それから約2週間、【眠れる森の老女】のようにスヤスヤとひたすら眠り続けていました。

病状の説明を受けて、私たち兄弟は「決して無用な延命措置はしないように」という母の意思を尊重する事にしました。
それからは、毎日兄弟家族が危篤状態の母の病室に集まりました。意識もない、口も利けない、半身不随の母の手や足をさすりながら、昔話や他愛無い世間話をして一日の大半を過ごす事となったのです。考えてみたら、物心ついてからは、それぞれ自分の生活が忙しく、なかなか兄弟揃って一日中一緒にいる事など、ありませんでした。
この年になると、お互いを認め合える余裕が生まれ、若い頃に感じていた兄弟に対する確執が少し変化している事に気づきました。特に学生のころからドイツ哲学を専攻してきた兄は、私の想定を超える人物であり、簡単な問いかけにも、禅問答のような返答がある時など、一生この人を理解することはないだろうと常々感じていました。
しかし、母を見舞う空間の中に、兄嫁の母に対する温かい想いや、兄の依怙地に感じていた不器用さがひしひしと伝わってきたのです。
みんなが心を一つにして、穏やかに母を送ってあげようという想いの礎は、今まで当たり前に感じていた家族の絆、そして母が溢れんばかりに注いでくれた愛情の賜物でした。
母の病室で分かち合った兄弟家族のほのぼのとした時間は、母が最後にくれた最高の贈り物でした。
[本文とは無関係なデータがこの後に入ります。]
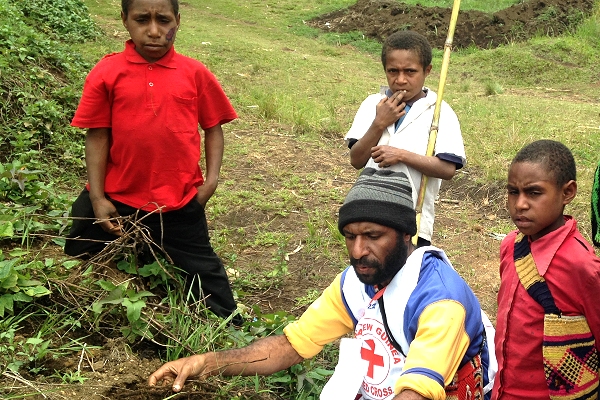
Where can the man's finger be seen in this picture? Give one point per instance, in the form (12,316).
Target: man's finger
(163,373)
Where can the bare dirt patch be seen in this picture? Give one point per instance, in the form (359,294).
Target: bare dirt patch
(377,19)
(467,223)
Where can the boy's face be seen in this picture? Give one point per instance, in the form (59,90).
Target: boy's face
(404,71)
(535,201)
(152,26)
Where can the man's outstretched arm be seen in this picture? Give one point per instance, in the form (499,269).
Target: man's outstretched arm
(263,357)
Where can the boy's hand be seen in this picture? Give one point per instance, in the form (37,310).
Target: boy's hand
(107,216)
(178,371)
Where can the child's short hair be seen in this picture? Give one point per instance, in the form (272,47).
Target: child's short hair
(125,4)
(408,40)
(553,155)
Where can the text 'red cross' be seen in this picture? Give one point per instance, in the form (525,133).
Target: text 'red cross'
(370,356)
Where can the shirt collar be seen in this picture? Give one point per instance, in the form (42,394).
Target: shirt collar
(133,56)
(544,249)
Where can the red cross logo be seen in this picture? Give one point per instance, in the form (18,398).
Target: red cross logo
(370,356)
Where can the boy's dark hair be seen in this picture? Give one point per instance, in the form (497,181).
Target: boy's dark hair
(407,40)
(125,4)
(553,155)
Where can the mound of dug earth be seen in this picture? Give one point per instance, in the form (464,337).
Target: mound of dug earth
(379,18)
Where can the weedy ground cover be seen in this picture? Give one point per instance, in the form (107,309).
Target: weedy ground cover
(285,173)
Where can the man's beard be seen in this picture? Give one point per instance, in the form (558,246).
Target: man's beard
(391,265)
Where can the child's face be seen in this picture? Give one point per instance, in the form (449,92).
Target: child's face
(535,201)
(152,26)
(404,71)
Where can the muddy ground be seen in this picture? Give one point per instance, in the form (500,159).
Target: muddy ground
(467,212)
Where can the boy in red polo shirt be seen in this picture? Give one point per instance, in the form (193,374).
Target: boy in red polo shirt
(142,108)
(548,324)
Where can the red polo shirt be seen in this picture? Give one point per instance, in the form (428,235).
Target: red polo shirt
(153,110)
(568,263)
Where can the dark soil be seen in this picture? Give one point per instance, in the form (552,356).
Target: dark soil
(377,19)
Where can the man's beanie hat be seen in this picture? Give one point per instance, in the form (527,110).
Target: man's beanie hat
(383,197)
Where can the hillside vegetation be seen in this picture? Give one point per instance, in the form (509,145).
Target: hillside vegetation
(285,173)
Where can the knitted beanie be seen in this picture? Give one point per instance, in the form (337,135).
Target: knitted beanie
(383,197)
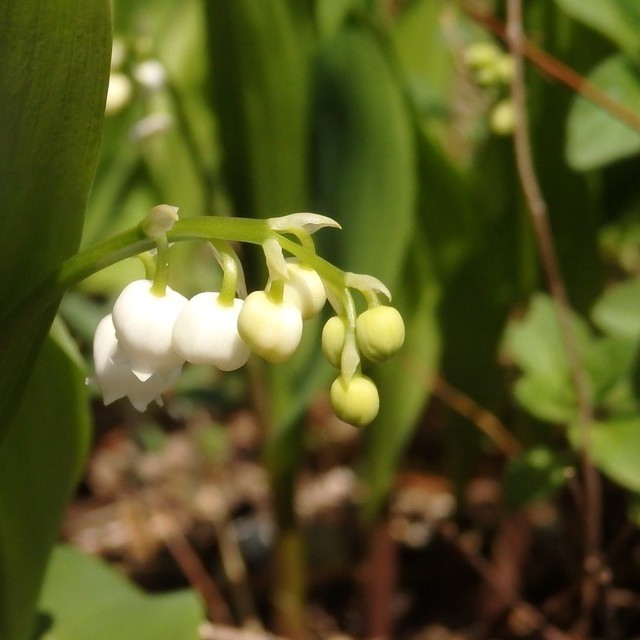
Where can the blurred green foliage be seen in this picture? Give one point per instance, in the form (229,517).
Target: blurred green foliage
(365,112)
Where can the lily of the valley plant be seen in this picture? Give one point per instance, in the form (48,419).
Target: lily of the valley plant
(140,348)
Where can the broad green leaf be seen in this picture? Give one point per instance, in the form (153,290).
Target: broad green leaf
(403,382)
(594,137)
(260,74)
(615,19)
(53,80)
(615,447)
(365,172)
(546,399)
(617,311)
(40,461)
(535,475)
(610,363)
(84,598)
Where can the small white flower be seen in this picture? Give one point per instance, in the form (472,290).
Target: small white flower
(206,332)
(304,288)
(150,74)
(114,376)
(144,323)
(272,329)
(119,92)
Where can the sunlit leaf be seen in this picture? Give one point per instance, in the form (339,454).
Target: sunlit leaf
(40,461)
(617,311)
(594,137)
(616,19)
(53,81)
(83,598)
(615,448)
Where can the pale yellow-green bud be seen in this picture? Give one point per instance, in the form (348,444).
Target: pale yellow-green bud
(379,333)
(333,335)
(502,118)
(356,401)
(271,329)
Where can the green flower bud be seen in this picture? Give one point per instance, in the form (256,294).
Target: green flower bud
(333,334)
(304,288)
(502,117)
(379,333)
(356,401)
(271,329)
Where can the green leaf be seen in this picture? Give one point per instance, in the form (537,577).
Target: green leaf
(403,382)
(261,99)
(84,598)
(617,311)
(615,19)
(536,346)
(53,81)
(615,447)
(40,461)
(365,172)
(535,475)
(594,137)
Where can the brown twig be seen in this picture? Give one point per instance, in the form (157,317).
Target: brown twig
(236,573)
(561,72)
(191,566)
(502,589)
(537,208)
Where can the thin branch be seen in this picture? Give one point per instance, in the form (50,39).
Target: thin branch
(537,208)
(503,591)
(192,568)
(468,408)
(561,72)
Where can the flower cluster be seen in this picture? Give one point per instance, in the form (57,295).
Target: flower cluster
(493,68)
(140,348)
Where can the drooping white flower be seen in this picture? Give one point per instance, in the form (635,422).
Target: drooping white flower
(304,288)
(114,376)
(206,332)
(271,329)
(143,323)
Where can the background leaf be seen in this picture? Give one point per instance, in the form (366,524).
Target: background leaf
(616,19)
(594,137)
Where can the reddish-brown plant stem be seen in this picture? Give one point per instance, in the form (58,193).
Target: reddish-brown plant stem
(537,208)
(561,72)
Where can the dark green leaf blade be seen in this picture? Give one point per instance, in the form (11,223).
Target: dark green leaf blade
(53,81)
(40,461)
(83,598)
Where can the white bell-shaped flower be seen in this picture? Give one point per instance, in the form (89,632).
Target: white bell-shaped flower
(272,329)
(114,376)
(144,324)
(304,288)
(206,332)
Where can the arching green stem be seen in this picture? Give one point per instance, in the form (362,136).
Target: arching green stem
(228,261)
(135,241)
(161,277)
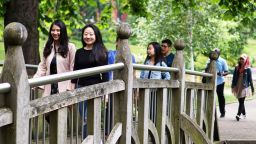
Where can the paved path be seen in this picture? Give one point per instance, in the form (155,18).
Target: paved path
(245,129)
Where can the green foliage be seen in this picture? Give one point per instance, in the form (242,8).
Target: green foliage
(198,20)
(138,7)
(3,7)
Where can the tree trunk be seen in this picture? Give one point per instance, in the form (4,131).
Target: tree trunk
(26,12)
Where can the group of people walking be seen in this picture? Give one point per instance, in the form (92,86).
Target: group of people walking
(59,56)
(242,83)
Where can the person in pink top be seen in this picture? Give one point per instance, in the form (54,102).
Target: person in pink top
(58,57)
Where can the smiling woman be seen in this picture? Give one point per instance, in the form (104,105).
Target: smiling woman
(58,57)
(92,54)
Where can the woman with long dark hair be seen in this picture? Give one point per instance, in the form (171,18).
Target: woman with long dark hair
(242,80)
(92,54)
(58,57)
(154,58)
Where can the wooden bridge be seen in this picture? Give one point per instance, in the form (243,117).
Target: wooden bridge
(184,111)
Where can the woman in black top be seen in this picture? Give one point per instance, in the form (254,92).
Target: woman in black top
(93,54)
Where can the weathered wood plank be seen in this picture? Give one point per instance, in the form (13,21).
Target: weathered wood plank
(161,113)
(195,85)
(123,100)
(189,102)
(200,107)
(49,103)
(153,130)
(150,83)
(14,72)
(170,131)
(6,116)
(115,134)
(178,93)
(94,119)
(193,130)
(210,103)
(58,126)
(88,140)
(143,111)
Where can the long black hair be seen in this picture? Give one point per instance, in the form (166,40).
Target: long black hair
(157,50)
(63,48)
(99,51)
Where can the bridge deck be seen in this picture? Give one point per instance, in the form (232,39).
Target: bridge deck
(245,129)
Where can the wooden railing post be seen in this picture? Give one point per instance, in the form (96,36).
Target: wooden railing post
(178,93)
(14,72)
(210,103)
(123,100)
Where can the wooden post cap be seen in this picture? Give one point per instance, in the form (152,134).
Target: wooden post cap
(214,55)
(124,31)
(179,44)
(15,34)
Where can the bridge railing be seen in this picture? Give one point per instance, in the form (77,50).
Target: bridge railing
(174,111)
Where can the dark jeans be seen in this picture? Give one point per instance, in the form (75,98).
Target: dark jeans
(241,108)
(221,98)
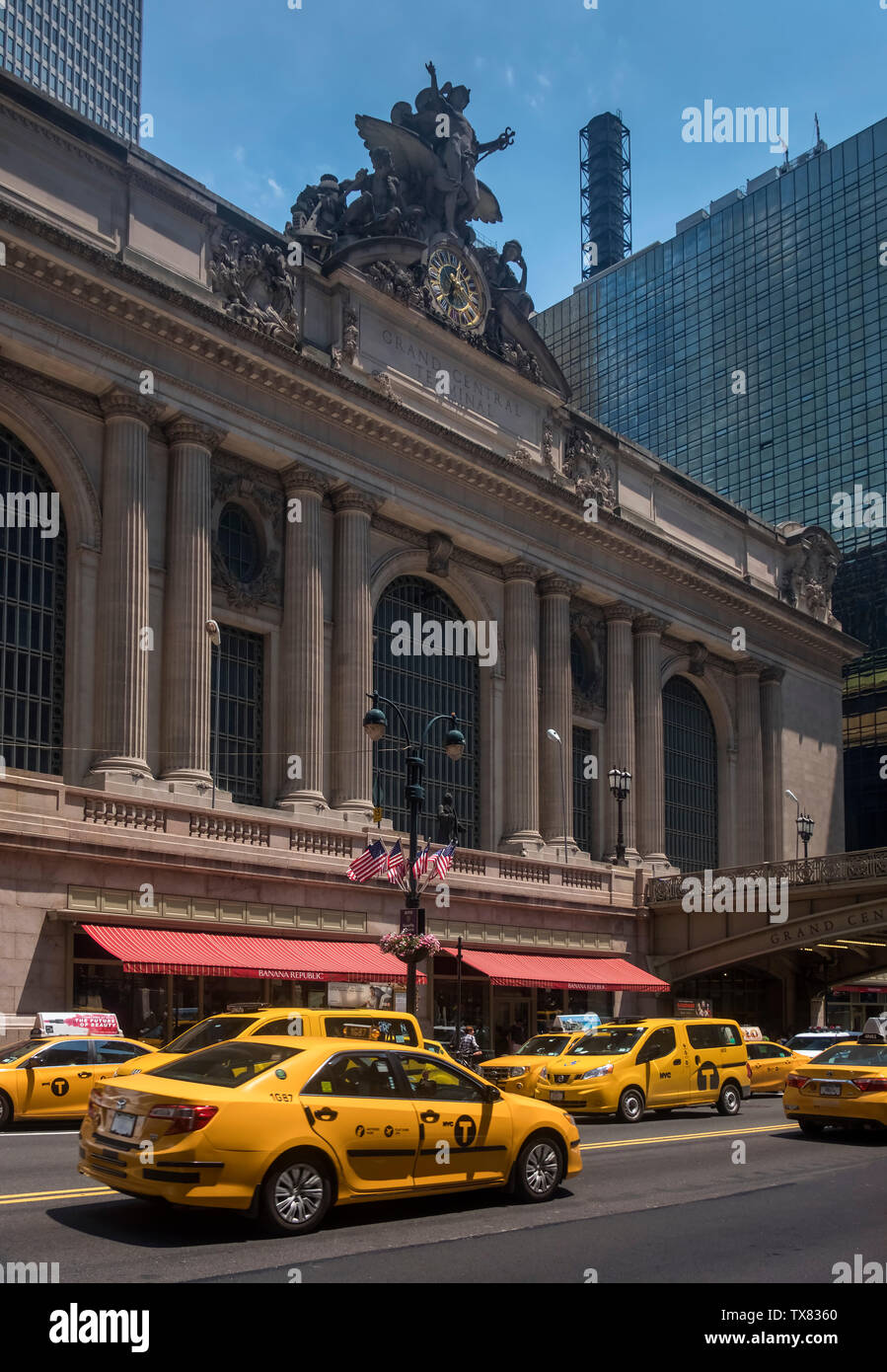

私が作詞した「蒼穹の旅人」の音楽の中で、花祭壇に飾られた母の遺影は、華やかに微笑んでいます。
これは、昨年「東日本大震災のチャリティーコンサート」で初披露した楽曲です。この楽曲を聴くために、母が文京区のシビックホールに来てくれたのが、昨日の事のようです。
歌と踊りが大好きだった母は、今頃故郷の信州の山をバックに、思う存分歌い踊りまくっている事でしょう!!

「子供の一番の親孝行はね、親より一分一秒でも良いから長生きをして、親を送ること。
それが出来れば満点よ!!」
母はいつもそう言ってにっこり笑ったものでした。
私たちは無事に一番の親孝行が出来ました。

ありがとう!! おかあさん、、、。